Renewable-Aware Frequency Scaling Approach for Energy-Efficient Deep Learning Clusters

  • Hyuk Gyu Park
  • , Dong Ki Kang*
  • *Corresponding author for this work

    Research output: Contribution to journalJournal articlepeer-review

    Abstract

    Recently, renewable energy has emerged as an attractive means to reduce energy consumption costs for deep learning (DL) job processing in modern GPU-based clusters. In this paper, we propose a novel Renewable-Aware Frequency Scaling (RA-FS) approach for energy-efficient DL clusters.
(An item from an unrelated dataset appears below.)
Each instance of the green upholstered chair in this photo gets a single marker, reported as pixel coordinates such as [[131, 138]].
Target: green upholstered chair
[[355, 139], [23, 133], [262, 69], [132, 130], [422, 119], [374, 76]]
We have developed a real-time GPU core and memory frequency scaling method that finely tunes the training performance of DL jobs while maximizing renewable energy utilization. We introduce quantitative metrics: Deep Learning Job Requirement (DJR) and Deep Learning Job Completion per Slot (DJCS) to accurately evaluate the service quality of DL job processing. Additionally, we present a log-transformation technique to convert our non-convex optimization problem into a solvable one, ensuring the rigorous optimality of the derived solution. Through experiments involving deep neural network (DNN) model training jobs such as SqueezeNet, PreActResNet, and SEResNet on NVIDIA GPU devices like RTX3060, RTX3090, and RTX4090, we validate the superiority of our RA-FS approach. The experimental results show that our approach significantly improves performance requirement satisfaction by about 71% and renewable energy utilization by about 31% on average, compared to recent competitors.

    Original languageEnglish
    Article number776
    JournalApplied Sciences (Switzerland)
    Volume14
    Issue number2
    DOIs
    StatePublished - 2024.01

    UN SDGs

    This output contributes to the following UN Sustainable Development Goals (SDGs)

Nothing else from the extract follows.